Do as I Say, Not as I Do
One of my favorite activities is a little twist on the old classic “Simon Says.” Have students stand up and instruct them to “touch your head,” “touch your knees,” “touch your nose,” etc. while simultaneously following those actions.
After the students have warmed up a bit, try to throw them off by touching a different part of your body then the one you instruct them to. For example say, “touch your shoulders” but put your hands on your knees. See how many of the students catch on and praise those students. After a few moments, do correct yourself by touching the correct body part so that any confused students will catch on.

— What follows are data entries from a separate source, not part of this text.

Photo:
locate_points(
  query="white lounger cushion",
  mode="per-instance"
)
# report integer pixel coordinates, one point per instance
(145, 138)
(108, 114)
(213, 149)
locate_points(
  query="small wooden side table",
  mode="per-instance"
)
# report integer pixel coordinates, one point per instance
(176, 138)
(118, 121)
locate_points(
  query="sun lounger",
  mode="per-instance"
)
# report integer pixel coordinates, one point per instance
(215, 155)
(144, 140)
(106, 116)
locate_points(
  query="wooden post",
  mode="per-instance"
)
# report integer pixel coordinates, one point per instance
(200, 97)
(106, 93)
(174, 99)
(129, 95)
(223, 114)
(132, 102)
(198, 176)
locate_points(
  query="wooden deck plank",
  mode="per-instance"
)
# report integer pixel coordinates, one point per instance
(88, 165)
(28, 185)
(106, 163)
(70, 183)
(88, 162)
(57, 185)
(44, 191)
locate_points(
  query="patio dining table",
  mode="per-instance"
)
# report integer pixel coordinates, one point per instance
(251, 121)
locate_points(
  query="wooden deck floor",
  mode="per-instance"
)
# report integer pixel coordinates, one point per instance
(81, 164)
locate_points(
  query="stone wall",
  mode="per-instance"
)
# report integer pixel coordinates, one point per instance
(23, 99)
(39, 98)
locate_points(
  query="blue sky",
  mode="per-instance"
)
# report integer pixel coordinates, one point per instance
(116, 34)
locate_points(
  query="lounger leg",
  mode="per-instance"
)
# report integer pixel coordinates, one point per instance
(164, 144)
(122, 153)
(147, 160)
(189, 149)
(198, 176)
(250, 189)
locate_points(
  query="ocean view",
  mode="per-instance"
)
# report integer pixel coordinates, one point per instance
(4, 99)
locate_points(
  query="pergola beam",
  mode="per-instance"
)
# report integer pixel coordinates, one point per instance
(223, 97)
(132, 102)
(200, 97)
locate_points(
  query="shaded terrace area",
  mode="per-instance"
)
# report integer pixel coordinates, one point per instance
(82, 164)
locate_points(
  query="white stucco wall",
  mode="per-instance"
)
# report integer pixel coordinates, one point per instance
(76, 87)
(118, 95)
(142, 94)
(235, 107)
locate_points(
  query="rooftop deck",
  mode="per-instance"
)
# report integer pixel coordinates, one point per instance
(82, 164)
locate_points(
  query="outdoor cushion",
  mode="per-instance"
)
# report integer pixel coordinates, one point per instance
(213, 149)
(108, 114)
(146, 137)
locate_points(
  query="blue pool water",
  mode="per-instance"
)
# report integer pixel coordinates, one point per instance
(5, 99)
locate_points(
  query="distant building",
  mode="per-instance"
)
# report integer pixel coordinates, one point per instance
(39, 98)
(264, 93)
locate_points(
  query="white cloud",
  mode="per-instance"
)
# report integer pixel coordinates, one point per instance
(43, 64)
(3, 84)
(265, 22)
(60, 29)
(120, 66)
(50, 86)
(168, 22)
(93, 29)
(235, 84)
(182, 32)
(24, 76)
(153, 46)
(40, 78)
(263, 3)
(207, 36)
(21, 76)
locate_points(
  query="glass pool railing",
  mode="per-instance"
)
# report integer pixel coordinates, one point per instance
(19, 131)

Continue this until all of the students realize to do as you say, instead of follow your actions. This activity always gets a few giggles and is a quick way to regain everyone’s attention.
Sit Down If….
Another quick game I use to revive a stale class is “Sit Down If…” which can be a great way to practice new vocabulary.
Again, I’ll have all of the students stand up and then give them instructions to “sit down if…” they have certain attributes. For example, if you are teaching colors, ask them to sit down if their favorite color is pink, then blue, then green, etc.
Once most of the kids are seated, have them all stand up again for one more round. Get creative and silly with this activity!
Unfortunately, most classrooms are not yet equipped with built-in Starbucks, but these mid-class activities should have the same effect. It is important to keep them brief and not allow students to stray too far from their seats so that lessons can quickly be resumed after. If possible, include target vocabulary for the day, but a bit of review is OK too.
The main point of these activities is to get all of the students standing up and paying attention to you, their teacher. This will refocus them on what you are saying and wake them up from their naps, much like a quick shot of espresso.